2m model of the world sat high on one of Kabul's many useless roundabouts. Vehicles see these as more of an obstacle than an advantage. Cyclists ride against the traffic and right of way is given to the cars travelling fastest.

The picture is of a structure on one of the many token roundabouts in Kabul. On top is a 2 metre globe although about a year ago it was destroyed by an RPG. The symbolism of seeing Afghanistan rebuilding the world was a good taste of irony in an unorthodox city like Kabul.

In terms of rebuilding we’re doing well although only careful planning will ensure we get the best out of the next four months. Already the snow that previously only stuck to the mountains is now falling in Kabul and settles on the lower hills surrounding the city. Down in the old town, without proper drains or paving, much of the site is becoming a quagmire. Along with the stench of summer sewage and rubbish this is a time of year when we realise the importance of the benefits we will have brought to Murad Khane when we leave in 18 months time.

I’m featured on the BBC website thanks to a friend of mine, Mike Millar. A ‘day in the life of’ compacts a few of the more interesting moments from the past 6 months into 12 hours. Just a bit of fun but it’s been good to see my daily life in ‘print’. It’s anonymous both for security and political reasons. Broadcasting that despite our best efforts security can never be guaranteed is not going to make the donors and trustees happy.

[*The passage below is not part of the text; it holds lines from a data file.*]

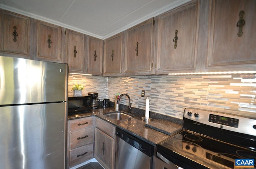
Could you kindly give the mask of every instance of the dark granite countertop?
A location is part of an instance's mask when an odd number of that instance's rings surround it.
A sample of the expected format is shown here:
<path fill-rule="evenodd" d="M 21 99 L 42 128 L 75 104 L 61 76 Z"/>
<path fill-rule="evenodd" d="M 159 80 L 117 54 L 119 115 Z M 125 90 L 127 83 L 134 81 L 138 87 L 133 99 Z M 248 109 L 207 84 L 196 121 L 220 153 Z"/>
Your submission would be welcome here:
<path fill-rule="evenodd" d="M 180 124 L 161 119 L 153 119 L 152 121 L 146 122 L 142 120 L 140 115 L 132 112 L 129 114 L 132 118 L 121 120 L 114 120 L 104 115 L 106 113 L 114 111 L 112 107 L 92 109 L 86 113 L 69 115 L 68 119 L 97 116 L 154 146 L 180 130 L 182 127 Z"/>

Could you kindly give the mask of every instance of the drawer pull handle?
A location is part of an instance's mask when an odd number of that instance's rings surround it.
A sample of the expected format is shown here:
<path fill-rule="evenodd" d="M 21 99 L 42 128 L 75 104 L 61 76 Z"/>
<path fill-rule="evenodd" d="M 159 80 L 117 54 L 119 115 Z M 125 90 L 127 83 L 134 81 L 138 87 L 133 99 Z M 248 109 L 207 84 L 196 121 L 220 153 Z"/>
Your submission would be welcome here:
<path fill-rule="evenodd" d="M 79 125 L 84 125 L 85 124 L 88 124 L 88 122 L 85 122 L 85 123 L 83 123 L 82 124 L 81 124 L 80 123 L 79 123 L 77 124 L 77 125 L 79 126 Z"/>
<path fill-rule="evenodd" d="M 243 26 L 245 24 L 245 21 L 243 18 L 244 15 L 244 11 L 243 10 L 240 11 L 239 14 L 239 20 L 236 24 L 236 27 L 238 28 L 238 33 L 237 33 L 237 35 L 239 37 L 242 36 L 243 34 Z"/>
<path fill-rule="evenodd" d="M 78 154 L 78 155 L 77 155 L 76 156 L 76 157 L 79 157 L 82 156 L 82 155 L 85 155 L 87 153 L 88 153 L 88 152 L 87 151 L 86 151 L 85 153 L 83 153 L 83 154 Z"/>
<path fill-rule="evenodd" d="M 88 136 L 87 135 L 86 135 L 86 136 L 84 136 L 84 137 L 78 137 L 78 138 L 77 138 L 77 139 L 78 139 L 78 140 L 80 140 L 80 139 L 84 139 L 84 138 L 87 138 L 87 137 L 88 137 Z"/>
<path fill-rule="evenodd" d="M 17 41 L 17 36 L 18 36 L 18 33 L 16 32 L 17 30 L 17 27 L 14 26 L 13 27 L 13 32 L 12 32 L 12 35 L 13 35 L 13 41 L 14 42 Z"/>

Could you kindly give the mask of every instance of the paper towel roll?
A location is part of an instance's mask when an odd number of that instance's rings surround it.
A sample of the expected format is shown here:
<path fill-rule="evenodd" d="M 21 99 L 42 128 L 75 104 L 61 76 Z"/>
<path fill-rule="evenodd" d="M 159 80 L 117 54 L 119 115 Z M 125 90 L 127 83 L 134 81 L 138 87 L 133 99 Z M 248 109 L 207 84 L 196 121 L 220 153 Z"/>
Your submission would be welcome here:
<path fill-rule="evenodd" d="M 147 99 L 146 99 L 145 117 L 147 119 L 149 118 L 149 98 L 148 97 L 147 97 Z"/>

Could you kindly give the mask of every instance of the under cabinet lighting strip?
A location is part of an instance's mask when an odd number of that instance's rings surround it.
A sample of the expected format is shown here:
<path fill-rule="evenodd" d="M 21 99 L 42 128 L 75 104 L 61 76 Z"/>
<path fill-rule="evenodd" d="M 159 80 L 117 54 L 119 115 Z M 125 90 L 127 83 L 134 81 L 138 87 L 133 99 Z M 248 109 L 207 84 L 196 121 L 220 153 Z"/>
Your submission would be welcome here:
<path fill-rule="evenodd" d="M 69 73 L 68 74 L 73 74 L 73 75 L 92 76 L 92 75 L 91 74 L 77 74 L 77 73 Z"/>
<path fill-rule="evenodd" d="M 193 72 L 193 73 L 174 73 L 168 74 L 169 75 L 207 75 L 219 74 L 255 74 L 256 71 L 234 71 L 234 72 Z"/>

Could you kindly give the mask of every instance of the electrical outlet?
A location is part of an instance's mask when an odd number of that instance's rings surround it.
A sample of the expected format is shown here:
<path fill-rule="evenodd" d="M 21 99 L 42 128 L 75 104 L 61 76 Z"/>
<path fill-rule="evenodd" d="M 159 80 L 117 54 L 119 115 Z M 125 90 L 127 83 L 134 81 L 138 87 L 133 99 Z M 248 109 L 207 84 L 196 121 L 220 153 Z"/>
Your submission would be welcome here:
<path fill-rule="evenodd" d="M 145 90 L 141 90 L 141 97 L 145 97 Z"/>

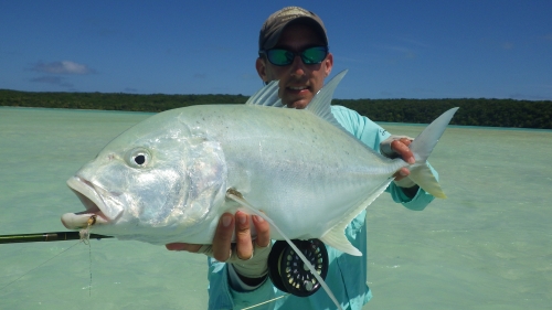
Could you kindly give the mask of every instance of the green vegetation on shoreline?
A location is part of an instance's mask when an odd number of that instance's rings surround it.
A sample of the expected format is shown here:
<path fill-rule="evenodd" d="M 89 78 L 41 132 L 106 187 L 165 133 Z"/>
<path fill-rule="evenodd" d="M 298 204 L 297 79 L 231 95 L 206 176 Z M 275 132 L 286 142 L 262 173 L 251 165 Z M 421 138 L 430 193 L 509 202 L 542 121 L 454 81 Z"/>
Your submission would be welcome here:
<path fill-rule="evenodd" d="M 243 95 L 132 95 L 104 93 L 31 93 L 0 89 L 0 106 L 129 111 L 163 111 L 212 104 L 244 104 Z M 428 124 L 460 107 L 450 124 L 552 129 L 552 101 L 513 99 L 333 99 L 375 121 Z"/>

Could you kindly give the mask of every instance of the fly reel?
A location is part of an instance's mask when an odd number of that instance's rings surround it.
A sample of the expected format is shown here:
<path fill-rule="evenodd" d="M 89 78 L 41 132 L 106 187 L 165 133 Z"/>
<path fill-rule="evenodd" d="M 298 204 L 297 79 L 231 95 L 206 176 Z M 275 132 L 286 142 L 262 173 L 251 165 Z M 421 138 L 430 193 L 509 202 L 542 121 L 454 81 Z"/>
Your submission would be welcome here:
<path fill-rule="evenodd" d="M 320 277 L 326 279 L 328 250 L 323 243 L 319 239 L 291 242 L 307 257 Z M 285 240 L 278 240 L 273 245 L 268 255 L 268 277 L 279 290 L 299 297 L 311 296 L 321 287 L 301 258 Z"/>

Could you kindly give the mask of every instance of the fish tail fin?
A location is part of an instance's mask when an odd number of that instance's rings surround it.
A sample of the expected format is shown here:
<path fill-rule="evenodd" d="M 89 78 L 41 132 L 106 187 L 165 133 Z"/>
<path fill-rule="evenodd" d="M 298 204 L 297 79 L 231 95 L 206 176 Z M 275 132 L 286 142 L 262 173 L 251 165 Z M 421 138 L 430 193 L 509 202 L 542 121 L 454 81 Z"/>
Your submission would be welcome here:
<path fill-rule="evenodd" d="M 411 174 L 408 178 L 424 191 L 440 199 L 446 199 L 446 195 L 440 189 L 438 181 L 435 179 L 435 175 L 432 173 L 426 161 L 457 110 L 458 108 L 456 107 L 442 114 L 410 145 L 410 149 L 414 153 L 416 163 L 410 168 Z"/>

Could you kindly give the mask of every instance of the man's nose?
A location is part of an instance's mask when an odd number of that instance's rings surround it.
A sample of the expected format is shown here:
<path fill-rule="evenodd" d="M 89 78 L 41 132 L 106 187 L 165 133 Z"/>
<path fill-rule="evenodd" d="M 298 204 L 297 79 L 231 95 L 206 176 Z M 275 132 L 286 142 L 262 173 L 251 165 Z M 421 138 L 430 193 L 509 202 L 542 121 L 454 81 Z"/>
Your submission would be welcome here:
<path fill-rule="evenodd" d="M 295 55 L 291 63 L 291 75 L 302 76 L 305 74 L 306 65 L 299 55 Z"/>

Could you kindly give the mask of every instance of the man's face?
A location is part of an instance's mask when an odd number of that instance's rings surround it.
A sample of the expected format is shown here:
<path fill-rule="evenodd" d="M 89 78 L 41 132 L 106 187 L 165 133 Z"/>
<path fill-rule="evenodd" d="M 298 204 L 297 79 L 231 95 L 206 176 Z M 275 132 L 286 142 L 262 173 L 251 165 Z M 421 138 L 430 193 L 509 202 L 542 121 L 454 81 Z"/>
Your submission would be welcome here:
<path fill-rule="evenodd" d="M 323 46 L 322 39 L 310 26 L 291 24 L 286 26 L 275 49 L 302 52 L 312 46 Z M 323 79 L 330 74 L 333 56 L 328 54 L 320 64 L 306 65 L 300 56 L 295 56 L 287 66 L 273 65 L 265 57 L 257 58 L 256 68 L 265 82 L 279 79 L 279 97 L 290 108 L 305 108 L 322 88 Z"/>

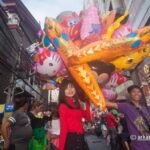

A colleague is recycling our old water bottles into wall insulation in a low-cost housing project for refugees.

Nonetheless I’m quite content to tell the alternative story to the security frenzy of the security/military side of life that usually makes the front page. On that note have a look at USA Today show’s video article on what we’re doing here. My Jewellery School site is the first one briefly shown in the video. For a view on the alternative side to the impact international organisations are having on Afghanistan have a look at this  commentary on the offset problems caused by too much money and consultants and not enough local knowledge. Some of the points that amount to admissions of failure put into perspective the scale of US money and war effort before Obama sends his next 30,000 troops out here.